I always start with a goal. It keeps me focused.
Goals…plans….I’m probably within the 2% of society that gets creepily excited by those types of words.
As I mounted the bike at the gym I was ready to push my body and start the week off at a new level.
For those of you who aren't aware, I'm in the middle of a consecration.....which has drastically restricted my food intake.....more on that later.
Now as I continued my ride, I loss perspective of the time, but I can usually tell by my body where I’m at in my hour-long ride. After some time, I began to feel the usual strain that tells me I’m approaching the end of my ride; my breathing was becoming labored, my legs were well passed the "good burn", and my clothes were drenched.
Triumphantly, I glanced at my time.....
I was only halfway through my usual time!!
How could I feel so weak now! Stopping now would mean “failure”!
I suddenly felt so frustrated with myself. I began to push a little harder...

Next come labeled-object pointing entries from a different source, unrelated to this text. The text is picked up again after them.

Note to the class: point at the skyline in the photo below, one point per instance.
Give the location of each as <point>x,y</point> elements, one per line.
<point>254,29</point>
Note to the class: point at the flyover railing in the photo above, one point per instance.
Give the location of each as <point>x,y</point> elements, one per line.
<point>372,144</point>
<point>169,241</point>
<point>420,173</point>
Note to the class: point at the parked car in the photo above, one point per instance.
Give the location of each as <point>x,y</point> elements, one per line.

"C'mon Julia, you got this"
But I didn't have it.....
I couldn't deny that this was not a moment of my body "wimping out" and taking it easy....I was pushing myself beyond where my body was meant to go and it was overwhelmed.
I shifted my chant from the self-motivational mantra to surrender...
"Help me God...."
Now usually in this type of story (and what I was secretly hoping) is the moment where God swoops in to infuse me with some supernatural energy that allows me to finish my ride victoriously. But, I made my request and still felt weak.....

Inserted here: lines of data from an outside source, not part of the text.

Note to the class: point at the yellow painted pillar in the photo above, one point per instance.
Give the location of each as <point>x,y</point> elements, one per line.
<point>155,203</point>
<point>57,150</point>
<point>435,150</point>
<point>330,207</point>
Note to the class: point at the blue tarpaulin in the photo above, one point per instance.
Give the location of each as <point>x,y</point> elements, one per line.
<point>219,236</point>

Ok maybe He didn't hear me. Doesn't God know I have a devotional to write and I need a happy ending?
"Help me God..." I repeated. Over and over and over until that request became a plea....

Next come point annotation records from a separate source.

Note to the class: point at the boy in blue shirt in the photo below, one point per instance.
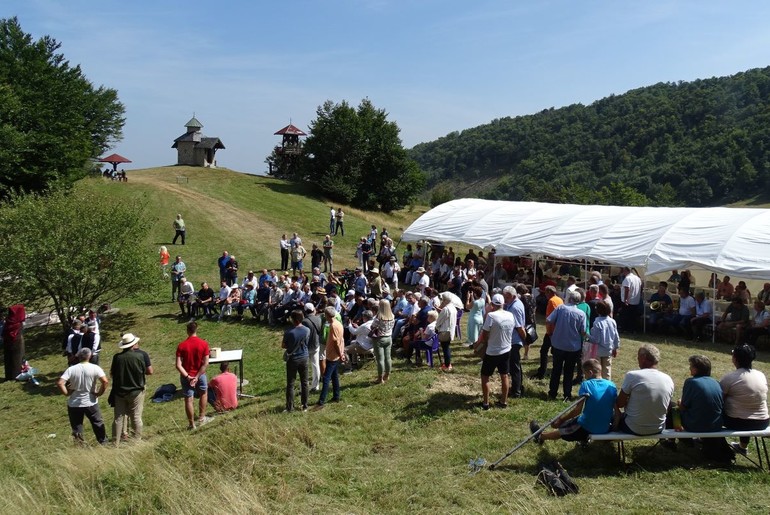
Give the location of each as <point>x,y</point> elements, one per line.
<point>592,415</point>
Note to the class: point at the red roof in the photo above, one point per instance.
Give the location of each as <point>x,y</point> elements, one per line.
<point>290,129</point>
<point>114,158</point>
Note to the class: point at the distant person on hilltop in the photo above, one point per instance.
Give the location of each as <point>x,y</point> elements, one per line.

And before I knew it, that plea began stream from my eyes and fall down my face...one drop at a time. I was done…
I stopped my pedals, stepped off my bike, and tearfully walked over to a nearby chair where I did the only thing I had the strength to do.....tuck my head down between my knees and pray.
As I prayed I heard a question be whispered to my spirit,
“Who told you to push so hard?”
I started to realize this wasn't just about the bike or my ride. My body. My mind. My plans. I have been pushing a lot lately. And not in the “press toward the mark” or “prayer of the righteous availeth much” sort of way. I have set so many goals and plans lately and some without asking “God, is this what YOU want?”
The result? Overwhelm.
If there is any time when you are confronted with your own human frailty and physical limitations, it’s during a fast or consecration. This is why Jesus was tempted by Satan in the wilderness (Mark 4). Without the ability to consume our normal distractions and stimulants we begin to realize how weak we actually are.
And you know what? That’s exactly where we are supposed to be. In truth, I am not meant to make it without consulting God first. And when we start to realize that His strength is actually perfected in our weakness it becomes easier to surrender to the fact that any goal that takes me beyond His will is not a goal worth pursuing.
God promises us “For I know the plans I have for you…They are plans for good and not for disaster, to give you a future and a hope.” (Jeremiah 29:11). That sounds like a much better plan that mine!
So, I’m proud of my ride today. I went as far as God’s plans desired for me to go.
How do I know that? Because His plans led me away from “me” and right to you, to encourage you…Whatever “bike” you’re on -- get OFF and pray. That’s what I did. And as I write this…..I feel so much stronger.